Manually adjusting the brakes is removing the excessive clearance between the the brakes shoes and the brake drums. This ensures that braking action is not mechanically delayed due to the need to move the brake shoe a larger distance before the friction interface occurs between the the shoe and drum. Adjusting your brake controller only modifies the electronic signal being sent to the magnets that effect the movement of the brake shoe at each wheel. Increasing the intensity or timing of the brake controller signal will not make up for the excessive clearance between the shoe and a drum.

Map Guy


----------



## H2oSprayer (Aug 5, 2006)

Okay, thanks for the clarification guys. I can see that a brake adjustment is in my near future. I know that we talked about this one awhile back, but I can't find the thread. What is the preferred way of raising the TT? Jack under frame, behind wheel?


----------



## cookie9933 (Feb 26, 2005)

map guy said:


> Manually adjusting the brakes is removing the excessive clearance between the the brakes shoes and the brake drums. This ensures that braking action is not mechanically delayed due to the need to move the brake shoe a larger distance before the friction interface occurs between the the shoe and drum.Map Guy


Not only is the braking not delayed when the brakes are properly adjusted, but the braking power is usually increased as well. As you use your drum brakes, the lining will eventually wear enough that full-on braking doesn't generate much braking force. Adjusting the brakes (the drum/lining clearance) will restore maximum braking,whatever that may be.

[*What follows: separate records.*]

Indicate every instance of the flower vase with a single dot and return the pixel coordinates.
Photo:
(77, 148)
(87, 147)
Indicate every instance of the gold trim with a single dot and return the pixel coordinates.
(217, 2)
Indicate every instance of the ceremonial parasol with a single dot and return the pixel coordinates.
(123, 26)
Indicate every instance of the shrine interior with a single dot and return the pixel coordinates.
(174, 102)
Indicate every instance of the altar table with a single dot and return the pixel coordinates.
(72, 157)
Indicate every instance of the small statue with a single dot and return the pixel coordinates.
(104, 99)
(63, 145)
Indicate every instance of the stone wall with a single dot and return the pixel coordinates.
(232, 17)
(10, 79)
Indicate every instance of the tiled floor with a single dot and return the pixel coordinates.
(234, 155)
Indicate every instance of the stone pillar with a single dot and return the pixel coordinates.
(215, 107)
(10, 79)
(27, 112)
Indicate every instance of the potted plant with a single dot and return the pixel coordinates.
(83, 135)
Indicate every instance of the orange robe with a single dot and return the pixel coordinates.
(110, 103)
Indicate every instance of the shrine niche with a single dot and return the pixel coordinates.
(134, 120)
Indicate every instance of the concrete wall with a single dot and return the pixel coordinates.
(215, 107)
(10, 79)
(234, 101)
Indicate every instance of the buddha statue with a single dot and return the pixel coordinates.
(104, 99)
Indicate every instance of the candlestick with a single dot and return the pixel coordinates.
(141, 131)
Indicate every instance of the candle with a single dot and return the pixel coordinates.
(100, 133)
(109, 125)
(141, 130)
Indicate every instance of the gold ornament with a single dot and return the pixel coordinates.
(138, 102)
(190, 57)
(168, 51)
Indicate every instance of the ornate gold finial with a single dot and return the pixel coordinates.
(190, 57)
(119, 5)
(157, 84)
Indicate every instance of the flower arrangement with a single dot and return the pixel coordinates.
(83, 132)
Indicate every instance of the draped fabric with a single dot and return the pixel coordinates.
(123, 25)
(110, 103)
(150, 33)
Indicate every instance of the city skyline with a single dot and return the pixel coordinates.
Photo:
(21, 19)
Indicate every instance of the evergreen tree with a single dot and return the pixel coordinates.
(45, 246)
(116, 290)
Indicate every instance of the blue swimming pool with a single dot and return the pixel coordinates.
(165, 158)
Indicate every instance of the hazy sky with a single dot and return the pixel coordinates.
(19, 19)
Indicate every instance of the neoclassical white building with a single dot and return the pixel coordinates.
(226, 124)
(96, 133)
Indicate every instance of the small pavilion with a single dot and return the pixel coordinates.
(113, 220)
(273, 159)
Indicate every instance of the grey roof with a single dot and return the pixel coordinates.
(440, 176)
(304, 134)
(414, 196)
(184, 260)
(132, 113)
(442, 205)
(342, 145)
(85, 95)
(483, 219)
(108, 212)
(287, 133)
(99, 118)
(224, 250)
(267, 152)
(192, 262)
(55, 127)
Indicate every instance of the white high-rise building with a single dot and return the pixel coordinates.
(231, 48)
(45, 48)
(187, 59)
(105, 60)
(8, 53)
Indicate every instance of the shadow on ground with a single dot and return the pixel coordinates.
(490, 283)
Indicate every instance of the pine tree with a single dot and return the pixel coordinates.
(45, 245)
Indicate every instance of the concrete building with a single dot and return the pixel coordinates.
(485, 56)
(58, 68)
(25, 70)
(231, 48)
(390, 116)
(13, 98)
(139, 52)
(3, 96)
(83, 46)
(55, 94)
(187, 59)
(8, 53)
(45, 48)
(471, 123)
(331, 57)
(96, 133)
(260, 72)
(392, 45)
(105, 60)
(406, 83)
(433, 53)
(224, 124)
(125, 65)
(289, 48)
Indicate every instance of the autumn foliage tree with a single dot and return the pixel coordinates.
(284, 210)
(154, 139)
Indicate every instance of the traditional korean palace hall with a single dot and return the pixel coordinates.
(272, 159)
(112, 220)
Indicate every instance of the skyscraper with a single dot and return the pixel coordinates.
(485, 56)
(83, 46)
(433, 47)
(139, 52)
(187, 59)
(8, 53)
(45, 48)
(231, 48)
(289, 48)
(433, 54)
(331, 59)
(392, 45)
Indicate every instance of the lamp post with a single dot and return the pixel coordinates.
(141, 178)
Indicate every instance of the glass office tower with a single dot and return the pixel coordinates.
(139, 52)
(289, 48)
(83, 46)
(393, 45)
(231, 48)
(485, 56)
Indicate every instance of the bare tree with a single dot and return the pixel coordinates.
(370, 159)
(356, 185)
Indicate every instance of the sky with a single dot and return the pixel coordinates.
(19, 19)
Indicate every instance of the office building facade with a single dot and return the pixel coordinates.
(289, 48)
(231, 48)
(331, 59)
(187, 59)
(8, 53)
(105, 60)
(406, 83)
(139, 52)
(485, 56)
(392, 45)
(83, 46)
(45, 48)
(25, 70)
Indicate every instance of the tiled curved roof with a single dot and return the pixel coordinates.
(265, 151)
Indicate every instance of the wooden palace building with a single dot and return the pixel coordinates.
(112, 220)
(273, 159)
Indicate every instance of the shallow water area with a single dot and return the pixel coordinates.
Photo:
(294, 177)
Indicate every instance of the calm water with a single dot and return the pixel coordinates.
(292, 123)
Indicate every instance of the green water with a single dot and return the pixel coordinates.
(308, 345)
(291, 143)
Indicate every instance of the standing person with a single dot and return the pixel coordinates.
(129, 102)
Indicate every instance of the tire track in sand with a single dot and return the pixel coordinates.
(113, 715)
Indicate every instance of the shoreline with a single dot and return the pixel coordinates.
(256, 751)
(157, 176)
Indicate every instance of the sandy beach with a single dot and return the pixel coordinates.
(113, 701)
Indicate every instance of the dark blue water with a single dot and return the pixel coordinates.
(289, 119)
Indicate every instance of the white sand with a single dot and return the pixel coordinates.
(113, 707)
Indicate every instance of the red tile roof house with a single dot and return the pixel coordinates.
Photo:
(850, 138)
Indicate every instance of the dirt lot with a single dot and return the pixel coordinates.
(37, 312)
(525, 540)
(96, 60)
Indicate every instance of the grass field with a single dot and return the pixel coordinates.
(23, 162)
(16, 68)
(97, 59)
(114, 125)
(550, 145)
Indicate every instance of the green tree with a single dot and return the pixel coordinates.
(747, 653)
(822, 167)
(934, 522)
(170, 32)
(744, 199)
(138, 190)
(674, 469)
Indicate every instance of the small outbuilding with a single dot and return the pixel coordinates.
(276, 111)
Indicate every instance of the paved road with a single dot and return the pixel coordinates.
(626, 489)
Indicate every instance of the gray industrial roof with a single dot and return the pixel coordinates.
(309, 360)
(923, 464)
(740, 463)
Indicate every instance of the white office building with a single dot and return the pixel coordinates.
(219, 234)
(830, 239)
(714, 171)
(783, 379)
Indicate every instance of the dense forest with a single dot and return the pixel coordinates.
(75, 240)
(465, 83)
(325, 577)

This assumes that all components are functional. Bear in mind that electic trailer brakes do NOT have the braking abilities of hydraulic brakes, such as on your TV. Trailer brakes definitely do a lot of good when adjusted and operating properly, but their inherent nature recommends towing at a sane speed (which is a lot less than what you might drive when not towing).

Bill


----------



## kjdj (Sep 14, 2004)

Great point Bill,

The electric part is an electro magnet that attracks to the side of the forward rotating brake drum. This actuates a lever that expands the shoes. The turning of the wheel and drum actualy create the force to apply the braking action.

Which brings up a great question. My (Prod)controller says it works in reverse.
The trailer brakes due to the design don't work in reverse. The tires have to be spinning forward for the lever to engage the shoes.

Is this deceptive advertising?


----------